Od wczorajszego (21.06) wieczora trwa zrzut wody ze zbiorników retencyjnych na Nysie Kłodzkiej w naszym regionie. Z jezior otmuchowskiego i nyskiego wypływa obecnie 56 i 125 metrów sześciennych wody na sekundę.
To nadal o, odpowiednio, 90 i 50 metrów sześciennych na sekundę mniej, niż trafia do zbiorników. Jak jednak wskazuje rzecznik prasowy wrocławskiego oddziału Wód Polskich Anna Tarka, jeziora nadal mają spory zapas miejsca, przez co w tej części Opolszczyzny nie występuje zagrożenie powodzią.
- Obecnie nie ma zagrożenia falą wezbraniową dla mieszkańców Nysy. Sytuacja jest stabilna i na bieżąco monitorujemy wszystkie działania.
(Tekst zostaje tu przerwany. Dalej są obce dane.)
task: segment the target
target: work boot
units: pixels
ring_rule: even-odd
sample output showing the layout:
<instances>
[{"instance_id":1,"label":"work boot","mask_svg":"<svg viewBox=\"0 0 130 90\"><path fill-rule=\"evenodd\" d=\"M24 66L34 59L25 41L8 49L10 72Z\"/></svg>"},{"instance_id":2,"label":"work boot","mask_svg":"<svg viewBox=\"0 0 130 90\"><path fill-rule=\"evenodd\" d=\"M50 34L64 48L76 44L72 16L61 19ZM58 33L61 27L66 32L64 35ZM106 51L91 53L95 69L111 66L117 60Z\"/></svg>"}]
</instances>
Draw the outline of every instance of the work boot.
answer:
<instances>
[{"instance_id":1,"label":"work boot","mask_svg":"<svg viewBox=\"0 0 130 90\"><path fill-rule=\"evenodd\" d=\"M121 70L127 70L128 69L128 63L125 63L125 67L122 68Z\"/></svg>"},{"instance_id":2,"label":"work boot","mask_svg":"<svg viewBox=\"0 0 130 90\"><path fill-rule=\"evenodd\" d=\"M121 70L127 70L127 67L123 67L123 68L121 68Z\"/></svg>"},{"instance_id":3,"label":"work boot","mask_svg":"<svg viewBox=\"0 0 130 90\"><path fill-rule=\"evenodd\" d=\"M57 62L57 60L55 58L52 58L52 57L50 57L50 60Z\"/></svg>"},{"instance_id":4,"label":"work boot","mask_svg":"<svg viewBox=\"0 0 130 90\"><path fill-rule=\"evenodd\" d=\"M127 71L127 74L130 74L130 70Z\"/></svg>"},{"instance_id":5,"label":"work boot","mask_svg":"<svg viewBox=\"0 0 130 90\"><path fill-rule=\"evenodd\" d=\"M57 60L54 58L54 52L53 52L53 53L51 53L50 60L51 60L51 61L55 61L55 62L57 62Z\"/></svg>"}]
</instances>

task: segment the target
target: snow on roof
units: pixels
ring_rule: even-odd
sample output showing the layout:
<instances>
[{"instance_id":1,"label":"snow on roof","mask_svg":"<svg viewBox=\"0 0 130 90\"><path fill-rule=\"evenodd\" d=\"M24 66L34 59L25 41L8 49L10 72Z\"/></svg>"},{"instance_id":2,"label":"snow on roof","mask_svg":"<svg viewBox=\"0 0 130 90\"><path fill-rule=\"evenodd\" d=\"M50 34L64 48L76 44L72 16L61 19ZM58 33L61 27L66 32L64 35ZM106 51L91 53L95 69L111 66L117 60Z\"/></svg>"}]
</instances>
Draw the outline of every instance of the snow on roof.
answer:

Nasze służby są postawione w stan gotowości, mamy dyżury. Obserwujemy obecnie tendencję spadkową stanu wód na stacjach wodowskazowych w górnych odcinkach rzek - dodaje.
W jeziorach można obecnie wykorzystać jeszcze po około 80 procent pojemności powodziowej, jednak zarządca zbiorników chce w najbliższym czasie zwiększać tę rezerwę, by zrobić miejsce na ewentualną drugą falę wezbraniową.
Jednocześnie Wody Polskie wskazują, że obecny dopływ wody do Jeziora Nyskiego wynosi nieco ponad 1/10 poziomu odnotowanego w 1997 roku. Jeszcze lepsza sytuacja dotyczy zbiornika na terenie gminy Otmuchów, do którego trafia dziś zaledwie 7 procent przepływu mierzonego przed 23 laty.